Outpatient Protocol (sometimes called “boosters”): Outpatient treatment is usually done over a 5-10 day period. Ketamine is infused intravenously over an approximate four hour period. Studies have shown that this treatment generally results in a reduction of pain, although the relief is generally temporary, and the pain returns after a relatively short period of time.
Inpatient Protocol: This treatment is typically done over 5 continuous days of IV infusion with a combination of Ketamine and Clonidine while the patient is in the hospital. The patient will typically undergo outpatient booster treatments after the inpatient protocol is complete to extend any relief obtained from the inpatient procedure. The success rate with this procedure is higher than with outpatient treatment alone, but results still vary from patient to patient.
Coma Protocol: Patients are placed into an induced coma with a high dose of Ketamine run intravenously for 5 to 7 days. Two, even three, such treatments may be required before any lasting effect is achieved, but currently, this protocol seems to hold the most promise in the treatment of advanced RSD. Unfortunately, this procedure is not FDA approved in the United States so patients currently must travel to Monterey, Mexico with a team of American doctors to obtain this treatment. It has been extremely difficult to get approval for the procedure in the United States because the FDA is requiring a “Double Blind Study” (one in which patients are placed into a drug-induced coma and some are given the drug in question while others are given a placebo). Due to the risks of placing people into a drug-induced coma state only to administer a placebo, such a study will be nearly impossible to obtain.
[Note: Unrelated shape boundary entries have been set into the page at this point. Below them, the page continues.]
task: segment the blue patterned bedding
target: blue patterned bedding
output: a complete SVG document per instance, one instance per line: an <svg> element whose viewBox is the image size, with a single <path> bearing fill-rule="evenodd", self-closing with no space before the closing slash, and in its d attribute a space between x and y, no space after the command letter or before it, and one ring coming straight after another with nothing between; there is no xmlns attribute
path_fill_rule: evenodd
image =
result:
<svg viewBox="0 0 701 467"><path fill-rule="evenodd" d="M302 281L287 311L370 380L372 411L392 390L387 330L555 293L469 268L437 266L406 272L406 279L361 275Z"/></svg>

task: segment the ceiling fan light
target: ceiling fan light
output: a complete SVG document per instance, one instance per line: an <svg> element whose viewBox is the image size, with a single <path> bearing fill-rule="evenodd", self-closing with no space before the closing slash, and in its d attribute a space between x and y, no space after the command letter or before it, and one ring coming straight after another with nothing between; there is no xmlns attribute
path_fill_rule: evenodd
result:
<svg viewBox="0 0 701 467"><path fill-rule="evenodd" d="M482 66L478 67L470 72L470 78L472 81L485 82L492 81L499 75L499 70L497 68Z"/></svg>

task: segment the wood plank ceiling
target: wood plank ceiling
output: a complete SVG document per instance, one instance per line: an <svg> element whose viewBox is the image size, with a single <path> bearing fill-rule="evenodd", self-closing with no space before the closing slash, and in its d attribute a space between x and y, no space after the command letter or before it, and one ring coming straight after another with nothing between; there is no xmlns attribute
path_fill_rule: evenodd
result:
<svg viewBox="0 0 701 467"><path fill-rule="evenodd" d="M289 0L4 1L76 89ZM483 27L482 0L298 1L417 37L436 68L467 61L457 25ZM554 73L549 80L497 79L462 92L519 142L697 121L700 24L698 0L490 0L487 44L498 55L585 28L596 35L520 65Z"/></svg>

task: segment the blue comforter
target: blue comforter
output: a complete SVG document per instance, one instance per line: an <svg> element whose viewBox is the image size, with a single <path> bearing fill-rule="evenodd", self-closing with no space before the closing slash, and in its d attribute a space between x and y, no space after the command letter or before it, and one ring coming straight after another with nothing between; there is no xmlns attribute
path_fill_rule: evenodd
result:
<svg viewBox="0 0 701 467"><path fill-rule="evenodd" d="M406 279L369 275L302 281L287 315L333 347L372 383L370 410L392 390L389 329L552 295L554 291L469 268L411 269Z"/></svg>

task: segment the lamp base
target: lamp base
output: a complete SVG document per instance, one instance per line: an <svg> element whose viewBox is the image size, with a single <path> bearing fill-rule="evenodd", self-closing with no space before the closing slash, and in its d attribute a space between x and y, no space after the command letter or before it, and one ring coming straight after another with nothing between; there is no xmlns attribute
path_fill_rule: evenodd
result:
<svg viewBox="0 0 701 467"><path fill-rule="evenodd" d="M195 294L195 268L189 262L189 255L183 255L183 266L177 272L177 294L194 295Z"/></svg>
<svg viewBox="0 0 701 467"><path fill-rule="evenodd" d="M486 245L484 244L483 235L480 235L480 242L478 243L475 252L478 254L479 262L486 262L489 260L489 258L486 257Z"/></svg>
Still, there are a number of RSD patients who have gone into remission with this treatment, and it remains the glimmer of hope for many patients, although it is financially prohibitive to most.
There is still too much medical science does not know about RSD, and research into this devastating disease has been sporadic at best. Still, millions of people in the United States alone are crippled by it every year—worldwide the numbers are even greater. It is time that the victims of RSD and their families had a voice; it is time to give those who suffer from this disease some hope for their future.
If you are reading this, you can be that voice; you can be that hope.